Nun könnte man zunächst denken, dass es egal ist, ob sich die weltweite Biomasse aus natürlichen Ökosystemen oder aus landwirtschaftlich kultivierten Pflanzen zusammensetzt. Dem tritt Prof. Norbert Jürgens vom Biozentrum Klein Flottbek entschieden entgegen. "Es macht für das Klima einen Riesenunterschied, ob da eine große Waldfläche ist mit starker Wasserverdunstung und Regenwolkenbildung - oder eine landwirtschaftliche Fläche, bei der Wasserverdunstung und Strahlung extrem gestört sind." Zwar gibt es Nutzpflanzen, die einen hohen Verdunstungsgrad aufweisen, doch wachsen sie meistens nicht das ganze Jahr über. "Ackerflächen sind in der Praxis zu einem großen Teil des Jahres Wüsten," so Jürgens. "Neben der schlechteren Verdunstung fehlt dem Ökosystem auch das Wasser, das mit der Ernte abtransportiert wird, in Form von Gurken oder Melonen zum Beispiel." Die intensive Landwirtschaft geht oft einher mit Nährstoffverarmung und Austrocknung der Böden oder aber Verschmutzung des Oberflächenwassers durch Dünger.

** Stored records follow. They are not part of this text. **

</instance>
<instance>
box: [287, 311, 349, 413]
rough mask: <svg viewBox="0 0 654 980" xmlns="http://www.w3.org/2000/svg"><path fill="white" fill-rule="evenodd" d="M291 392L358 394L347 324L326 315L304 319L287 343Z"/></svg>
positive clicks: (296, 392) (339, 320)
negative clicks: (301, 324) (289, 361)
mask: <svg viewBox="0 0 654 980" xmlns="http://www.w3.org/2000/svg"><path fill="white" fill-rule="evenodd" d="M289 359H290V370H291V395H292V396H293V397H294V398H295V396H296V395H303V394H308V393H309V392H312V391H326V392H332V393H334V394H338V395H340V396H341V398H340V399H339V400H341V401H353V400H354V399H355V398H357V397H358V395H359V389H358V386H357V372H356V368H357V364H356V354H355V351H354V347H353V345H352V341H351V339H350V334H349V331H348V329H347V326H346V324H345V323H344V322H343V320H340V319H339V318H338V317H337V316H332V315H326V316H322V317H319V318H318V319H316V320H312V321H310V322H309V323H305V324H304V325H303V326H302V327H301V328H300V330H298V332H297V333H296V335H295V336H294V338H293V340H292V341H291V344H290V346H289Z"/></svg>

Vor dem Hintergrund, dass allein in Afrika in den nächsten 50 Jahren eine Verdoppelung der Bevölkerung erwartet wird, ist das erschreckend. "Keiner weiß, wo die doppelte Agrarfläche zur Nahrungsproduktion und die doppelte Wassermenge herkommen sollen", sagt Jürgens.

Mit der wachsenden Landwirtschaft auf der Erde schrumpfen die Wälder - mit katastrophalen Folgen für das globale Klima. Prof. Michael Köhl vom KlimaCampus der Universität Hamburg macht das mit Zahlen deutlich. "Zwischen 2005 und 2010 wurden durch Waldzerstörung rund 500 Millionen Tonnen Biomasse jährlich freigesetzt. Das entspricht dem zweifachen jährlichen CO2-Ausstoß von Deutschland." Und allein durch Waldbrände auf Torfböden werden bis zu 80 Tonnen CO2 pro Hektar (10 000 Quadratmeter) freigesetzt. Köhl hat das umgerechnet: "Das entspricht dem CO2-Ausstoß eines VW-Polo bei einer Laufleistung von 800 000 Kilometer - oder 300 000 Kilometer eines Porsche Cayenne."

Dabei könnten die Wälder die durch die Landwirtschaft verursachten Schäden durchaus etwas entgegensetzen. Während in der Landwirtschaft Treibhausgase durch Düngung oder in der Tierproduktion entstehen, bindet Wald CO2. Der Amazonasregenwald, eine der artenreichsten Regionen der Erde, speichert so viel Kohlenstoff wie weltweit in 15 Jahren durch das Verbrennen von Kohle und Öl freigesetzt werden.

Besonders aktiv bei der Beseitigung von CO2 sind bewirtschaftete Wälder: In ihnen wachsen viele junge Bäume, die ihre Biomasse noch aufbauen und dabei viel CO2 aufnehmen und speichern. Doch wird dieser positive Effekt teilweise zunichte gemacht durch den extremen Druck, den vor allem die Landwirtschaft, aber auch Städte- und Straßenbau auf die Waldbestände ausüben. Jedes Jahr gehen weltweit 13 Millionen Hektar Wald verloren, mehr als Deutschlands gesamte Waldfläche von elf Millionen Hektar.

Noch wissen wir nicht, wie viel der gesamten Biomasse die Menschen für sich entnehmen können, bis das globale Ökosystem irreversibel "kippt". Die Nasa-Forscher wollen kein Weltuntergangsszenario an die Wand malen. Zu viele Faktoren seien noch unbekannt, etwa, wie sich der Klimawandel auswirke oder wie sich Anbaumethoden änderten. Doch niemand kann heute sagen, ob uns die Erde noch ernähren kann, wenn wir sie in einen Nutzgarten verwandelt haben.